= RDX (band) =

Jamaican musical duo

RDX (Renegade & Delomar from Xsytment) were a duo of reggae recording artists, producers and performers composed of the deejay Renegade (Carlton Williams) and singer Delomar (Andre Bedward), hailing from Waterhouse and Kencot in Kingston, Jamaica respectively.

The duo are known for multiple successful dancehall hits in the late 2000s and 2010s (Dance, Everybody Dance, Dancers' Anthem, and Daggering / Bend Over), and have also toured internationally to the United States and Canada, across Europe, Japan, the Caribbean, and have performed on concerts in the United Kingdom and African countries such as Uganda, Kenya, Mauritius, and Seychelles.

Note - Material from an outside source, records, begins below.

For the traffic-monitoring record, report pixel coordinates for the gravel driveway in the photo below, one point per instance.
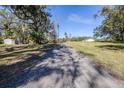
(63, 67)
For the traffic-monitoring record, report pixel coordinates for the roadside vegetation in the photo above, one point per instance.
(107, 54)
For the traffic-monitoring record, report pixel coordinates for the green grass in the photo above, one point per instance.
(10, 54)
(109, 55)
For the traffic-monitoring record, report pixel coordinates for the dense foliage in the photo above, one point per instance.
(26, 23)
(112, 27)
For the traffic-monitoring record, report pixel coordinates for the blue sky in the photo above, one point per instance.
(76, 20)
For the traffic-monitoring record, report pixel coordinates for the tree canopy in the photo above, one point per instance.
(112, 26)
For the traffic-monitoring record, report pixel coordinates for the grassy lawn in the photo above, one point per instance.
(109, 55)
(17, 58)
(10, 54)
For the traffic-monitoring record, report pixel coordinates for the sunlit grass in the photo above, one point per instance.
(109, 55)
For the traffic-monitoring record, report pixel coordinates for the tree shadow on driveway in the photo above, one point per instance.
(31, 69)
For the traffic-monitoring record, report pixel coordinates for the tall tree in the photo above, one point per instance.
(112, 26)
(36, 17)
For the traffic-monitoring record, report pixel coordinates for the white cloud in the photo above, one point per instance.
(79, 19)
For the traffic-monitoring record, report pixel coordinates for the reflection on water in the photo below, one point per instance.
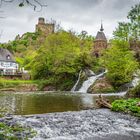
(35, 103)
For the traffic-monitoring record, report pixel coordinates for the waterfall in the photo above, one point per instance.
(89, 82)
(74, 87)
(135, 81)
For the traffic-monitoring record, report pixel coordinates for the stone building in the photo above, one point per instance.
(8, 65)
(100, 42)
(45, 28)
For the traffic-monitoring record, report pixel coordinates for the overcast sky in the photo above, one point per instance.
(70, 14)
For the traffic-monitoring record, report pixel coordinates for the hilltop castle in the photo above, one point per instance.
(45, 28)
(100, 42)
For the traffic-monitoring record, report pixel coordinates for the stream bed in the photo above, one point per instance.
(50, 102)
(67, 116)
(98, 124)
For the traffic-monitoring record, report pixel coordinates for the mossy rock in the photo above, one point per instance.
(135, 92)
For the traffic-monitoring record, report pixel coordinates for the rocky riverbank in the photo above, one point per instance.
(100, 124)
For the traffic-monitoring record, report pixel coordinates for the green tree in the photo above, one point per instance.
(61, 57)
(120, 63)
(131, 29)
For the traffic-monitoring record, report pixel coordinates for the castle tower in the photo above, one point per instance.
(100, 42)
(44, 28)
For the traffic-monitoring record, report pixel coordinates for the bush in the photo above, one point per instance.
(127, 106)
(135, 92)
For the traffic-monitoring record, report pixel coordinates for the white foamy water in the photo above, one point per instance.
(89, 82)
(74, 87)
(136, 81)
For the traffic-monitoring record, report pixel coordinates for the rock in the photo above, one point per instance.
(49, 88)
(102, 85)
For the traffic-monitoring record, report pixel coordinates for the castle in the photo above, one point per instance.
(45, 28)
(100, 42)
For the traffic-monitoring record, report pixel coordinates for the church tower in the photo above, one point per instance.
(100, 42)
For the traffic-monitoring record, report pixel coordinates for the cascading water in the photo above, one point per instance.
(74, 87)
(89, 82)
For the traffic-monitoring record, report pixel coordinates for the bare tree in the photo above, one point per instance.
(21, 3)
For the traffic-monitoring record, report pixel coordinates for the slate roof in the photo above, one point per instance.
(6, 55)
(100, 36)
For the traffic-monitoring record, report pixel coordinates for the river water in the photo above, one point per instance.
(45, 102)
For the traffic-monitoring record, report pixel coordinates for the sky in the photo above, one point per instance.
(77, 15)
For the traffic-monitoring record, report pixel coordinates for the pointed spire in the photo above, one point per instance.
(102, 29)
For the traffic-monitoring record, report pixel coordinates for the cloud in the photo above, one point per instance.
(77, 14)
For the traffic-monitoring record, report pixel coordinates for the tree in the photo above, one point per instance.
(131, 29)
(61, 58)
(134, 17)
(120, 63)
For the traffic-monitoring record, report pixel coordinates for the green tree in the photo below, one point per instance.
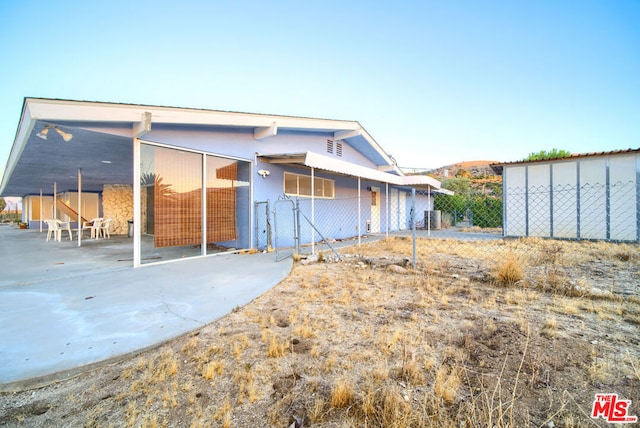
(544, 154)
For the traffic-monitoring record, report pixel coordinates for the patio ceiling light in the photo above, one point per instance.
(66, 136)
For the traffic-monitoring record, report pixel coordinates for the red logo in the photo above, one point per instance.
(611, 409)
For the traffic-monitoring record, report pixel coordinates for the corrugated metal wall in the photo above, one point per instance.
(584, 198)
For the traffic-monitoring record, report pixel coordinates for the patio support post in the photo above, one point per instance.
(55, 200)
(313, 211)
(137, 216)
(41, 210)
(386, 192)
(203, 213)
(431, 209)
(413, 225)
(79, 207)
(359, 215)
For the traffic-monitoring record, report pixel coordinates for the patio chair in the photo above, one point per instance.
(53, 229)
(64, 225)
(93, 225)
(104, 228)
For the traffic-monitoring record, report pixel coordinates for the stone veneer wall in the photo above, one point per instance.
(117, 204)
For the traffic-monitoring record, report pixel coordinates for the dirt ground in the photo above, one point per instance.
(520, 333)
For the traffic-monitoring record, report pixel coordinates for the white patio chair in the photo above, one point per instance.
(62, 225)
(94, 226)
(104, 228)
(53, 229)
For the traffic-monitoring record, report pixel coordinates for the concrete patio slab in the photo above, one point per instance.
(64, 309)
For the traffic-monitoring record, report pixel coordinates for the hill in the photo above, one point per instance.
(477, 169)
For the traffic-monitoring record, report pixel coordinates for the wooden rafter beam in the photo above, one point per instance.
(265, 131)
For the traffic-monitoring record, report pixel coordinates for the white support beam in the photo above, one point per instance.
(142, 127)
(343, 135)
(266, 131)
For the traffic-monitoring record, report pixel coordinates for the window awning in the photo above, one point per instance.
(326, 163)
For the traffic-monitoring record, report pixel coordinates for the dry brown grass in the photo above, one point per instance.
(447, 344)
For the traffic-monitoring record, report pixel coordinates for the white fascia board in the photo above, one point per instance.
(316, 160)
(25, 127)
(62, 110)
(326, 163)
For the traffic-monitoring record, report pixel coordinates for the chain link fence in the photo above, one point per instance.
(458, 223)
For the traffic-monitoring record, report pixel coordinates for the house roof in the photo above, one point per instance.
(102, 135)
(498, 167)
(326, 163)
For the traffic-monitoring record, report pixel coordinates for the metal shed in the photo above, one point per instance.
(584, 196)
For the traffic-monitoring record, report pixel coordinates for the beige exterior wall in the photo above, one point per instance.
(117, 204)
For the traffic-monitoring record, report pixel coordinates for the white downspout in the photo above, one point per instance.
(359, 215)
(313, 211)
(79, 207)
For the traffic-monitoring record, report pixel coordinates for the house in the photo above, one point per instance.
(193, 180)
(584, 196)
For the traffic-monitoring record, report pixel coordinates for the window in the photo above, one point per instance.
(300, 185)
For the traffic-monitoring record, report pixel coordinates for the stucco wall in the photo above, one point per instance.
(117, 204)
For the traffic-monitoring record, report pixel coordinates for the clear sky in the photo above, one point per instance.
(434, 82)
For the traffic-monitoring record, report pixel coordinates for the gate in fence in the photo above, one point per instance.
(263, 226)
(285, 229)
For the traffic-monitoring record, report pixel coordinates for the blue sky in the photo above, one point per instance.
(434, 82)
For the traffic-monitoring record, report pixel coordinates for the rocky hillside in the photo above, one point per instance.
(473, 169)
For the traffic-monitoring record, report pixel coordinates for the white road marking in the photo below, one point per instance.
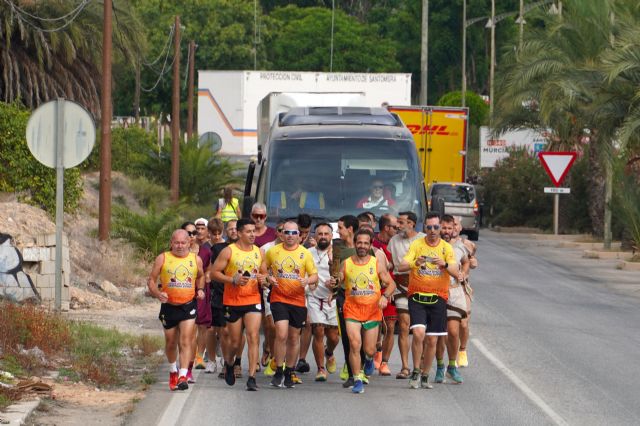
(526, 390)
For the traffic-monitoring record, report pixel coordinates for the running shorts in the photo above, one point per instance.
(321, 312)
(296, 315)
(234, 313)
(457, 303)
(172, 315)
(431, 316)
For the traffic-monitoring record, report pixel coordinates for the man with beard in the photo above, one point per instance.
(291, 270)
(388, 226)
(181, 281)
(399, 246)
(217, 331)
(364, 276)
(322, 310)
(238, 267)
(456, 305)
(431, 261)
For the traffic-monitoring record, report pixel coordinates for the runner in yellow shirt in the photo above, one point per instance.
(181, 281)
(291, 269)
(362, 274)
(431, 262)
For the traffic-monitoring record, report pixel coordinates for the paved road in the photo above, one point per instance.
(554, 341)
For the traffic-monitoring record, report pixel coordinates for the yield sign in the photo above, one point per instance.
(557, 164)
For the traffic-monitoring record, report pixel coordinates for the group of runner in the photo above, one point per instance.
(306, 290)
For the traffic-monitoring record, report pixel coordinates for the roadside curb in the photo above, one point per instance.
(17, 414)
(628, 266)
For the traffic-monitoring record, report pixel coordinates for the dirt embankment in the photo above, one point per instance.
(92, 262)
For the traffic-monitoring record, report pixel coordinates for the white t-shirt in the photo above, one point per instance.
(321, 259)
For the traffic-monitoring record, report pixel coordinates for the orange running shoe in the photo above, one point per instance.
(173, 380)
(384, 369)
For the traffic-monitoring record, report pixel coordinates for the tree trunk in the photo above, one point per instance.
(596, 189)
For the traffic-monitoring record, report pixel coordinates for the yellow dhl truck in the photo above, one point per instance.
(440, 134)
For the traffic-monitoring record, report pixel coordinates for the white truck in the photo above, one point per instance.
(228, 100)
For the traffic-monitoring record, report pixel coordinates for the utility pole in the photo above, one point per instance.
(136, 94)
(493, 60)
(464, 53)
(521, 19)
(190, 88)
(104, 203)
(424, 54)
(175, 116)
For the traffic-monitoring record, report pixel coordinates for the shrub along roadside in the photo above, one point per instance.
(79, 351)
(21, 173)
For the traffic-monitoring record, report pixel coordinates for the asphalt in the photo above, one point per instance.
(554, 340)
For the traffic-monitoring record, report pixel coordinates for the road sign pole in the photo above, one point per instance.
(59, 199)
(556, 208)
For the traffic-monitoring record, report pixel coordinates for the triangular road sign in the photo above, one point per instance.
(557, 164)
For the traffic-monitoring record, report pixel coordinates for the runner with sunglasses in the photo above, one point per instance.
(431, 261)
(290, 270)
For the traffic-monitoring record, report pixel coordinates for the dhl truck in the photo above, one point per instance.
(440, 135)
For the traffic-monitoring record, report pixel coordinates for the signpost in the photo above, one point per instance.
(557, 165)
(60, 135)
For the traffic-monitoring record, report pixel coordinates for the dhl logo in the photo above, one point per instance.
(429, 130)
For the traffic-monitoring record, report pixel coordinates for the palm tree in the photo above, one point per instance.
(42, 57)
(556, 82)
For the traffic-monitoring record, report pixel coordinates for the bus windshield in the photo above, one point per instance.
(330, 178)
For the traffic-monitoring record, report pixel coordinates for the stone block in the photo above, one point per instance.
(35, 254)
(47, 267)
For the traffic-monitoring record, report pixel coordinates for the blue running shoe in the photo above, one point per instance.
(358, 387)
(369, 367)
(452, 372)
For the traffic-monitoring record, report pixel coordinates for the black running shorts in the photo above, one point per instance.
(234, 313)
(432, 316)
(296, 315)
(171, 315)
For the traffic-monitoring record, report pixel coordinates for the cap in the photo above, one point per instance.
(201, 221)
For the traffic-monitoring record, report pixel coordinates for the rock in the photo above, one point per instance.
(109, 288)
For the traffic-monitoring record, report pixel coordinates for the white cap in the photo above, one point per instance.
(201, 221)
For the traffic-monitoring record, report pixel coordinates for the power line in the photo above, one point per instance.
(164, 67)
(71, 16)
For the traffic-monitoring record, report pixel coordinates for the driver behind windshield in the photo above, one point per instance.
(376, 197)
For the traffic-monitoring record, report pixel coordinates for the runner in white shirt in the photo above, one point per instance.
(321, 309)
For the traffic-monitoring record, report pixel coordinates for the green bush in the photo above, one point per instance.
(203, 173)
(513, 193)
(21, 173)
(149, 233)
(130, 150)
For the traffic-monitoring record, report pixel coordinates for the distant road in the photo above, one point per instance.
(555, 340)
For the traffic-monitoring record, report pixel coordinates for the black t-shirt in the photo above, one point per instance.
(217, 289)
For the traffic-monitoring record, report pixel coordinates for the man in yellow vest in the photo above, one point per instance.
(181, 280)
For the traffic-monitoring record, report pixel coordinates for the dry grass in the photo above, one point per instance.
(80, 350)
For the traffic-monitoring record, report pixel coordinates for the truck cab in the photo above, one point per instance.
(325, 161)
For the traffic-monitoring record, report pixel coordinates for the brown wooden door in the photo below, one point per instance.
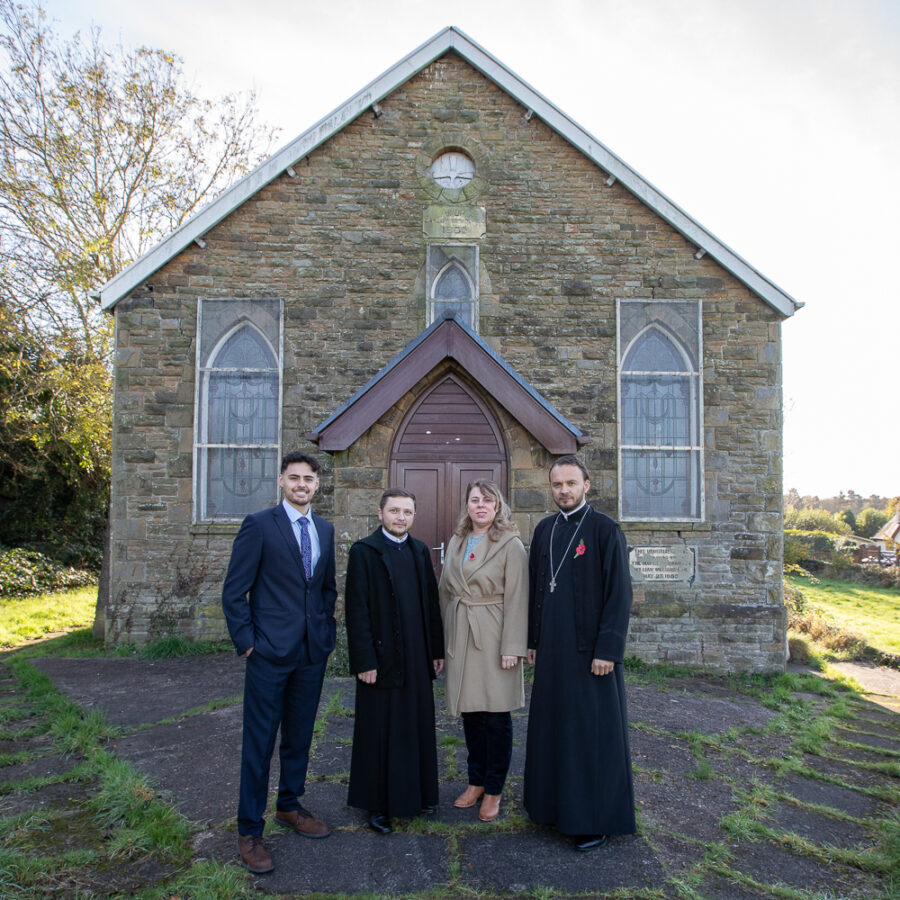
(448, 439)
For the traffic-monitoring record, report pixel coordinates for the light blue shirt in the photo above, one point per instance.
(295, 516)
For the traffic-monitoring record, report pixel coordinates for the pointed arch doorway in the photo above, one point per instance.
(448, 439)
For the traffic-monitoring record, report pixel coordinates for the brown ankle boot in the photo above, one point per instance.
(469, 797)
(490, 807)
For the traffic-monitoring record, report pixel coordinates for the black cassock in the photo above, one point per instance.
(578, 759)
(393, 767)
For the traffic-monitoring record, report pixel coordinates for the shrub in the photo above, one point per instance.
(808, 519)
(802, 545)
(29, 572)
(870, 520)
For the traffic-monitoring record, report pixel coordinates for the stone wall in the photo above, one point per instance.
(342, 244)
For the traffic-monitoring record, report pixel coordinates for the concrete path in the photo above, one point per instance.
(720, 812)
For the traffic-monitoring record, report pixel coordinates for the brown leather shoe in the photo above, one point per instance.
(255, 855)
(303, 822)
(490, 807)
(469, 797)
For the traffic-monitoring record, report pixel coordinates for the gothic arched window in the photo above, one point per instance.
(452, 274)
(239, 419)
(660, 446)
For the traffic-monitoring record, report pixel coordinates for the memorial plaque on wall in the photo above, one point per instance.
(460, 223)
(663, 564)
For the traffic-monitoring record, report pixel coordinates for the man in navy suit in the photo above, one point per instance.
(278, 598)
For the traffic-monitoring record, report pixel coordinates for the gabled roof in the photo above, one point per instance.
(449, 39)
(448, 339)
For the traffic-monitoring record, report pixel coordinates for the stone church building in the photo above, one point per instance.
(448, 278)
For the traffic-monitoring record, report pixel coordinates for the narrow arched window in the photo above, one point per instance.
(452, 278)
(239, 412)
(660, 447)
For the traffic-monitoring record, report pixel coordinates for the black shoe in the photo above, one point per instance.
(589, 841)
(380, 823)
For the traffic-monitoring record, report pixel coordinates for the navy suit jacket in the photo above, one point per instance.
(268, 603)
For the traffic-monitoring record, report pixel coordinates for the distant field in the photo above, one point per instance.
(871, 612)
(25, 618)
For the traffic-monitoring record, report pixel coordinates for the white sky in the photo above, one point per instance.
(774, 123)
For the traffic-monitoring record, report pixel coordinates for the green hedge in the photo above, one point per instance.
(29, 572)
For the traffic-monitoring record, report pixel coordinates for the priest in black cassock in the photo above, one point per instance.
(396, 644)
(578, 759)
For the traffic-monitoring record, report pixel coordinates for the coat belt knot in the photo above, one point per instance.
(467, 607)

Williams and Bedward began their dancehall music career in 2003 as members of a group called "Xsytment". In 2006, they broke away and formed the duo. In 2007, they released the hit single "Dance".

Their collaborations have included Lose Yourself with Major Lazer, Mash Up The Place with Sak Noel & Salvi and Ser Libre with Konshens. Broad Out was their 7th chart topper in Jamaica. Their other popular songs include Kotch, Ride It, Jump and Bang!.

They received Group of the year honors in 2007 and 2008, and charted internationally with Skip (Poland), Movements (Poland and Panama), Deliver Me (Guyana) and For The Girls (Trinidad).

RDX release their debut album To The World in 2008, and their second studio album Level Up in 2017. The lead single from Level Up was Shake Your Bam Bam, an interpretation of Sister Nancys classic reggae hit song 'Bam Bam'.

The duo has since split in 2020 amidst a very public feud between both Renegade (now known as Renigad) and Delomar over various issues including their perception and image as dancehall artistes, song crediting, and inequalities in their friendship.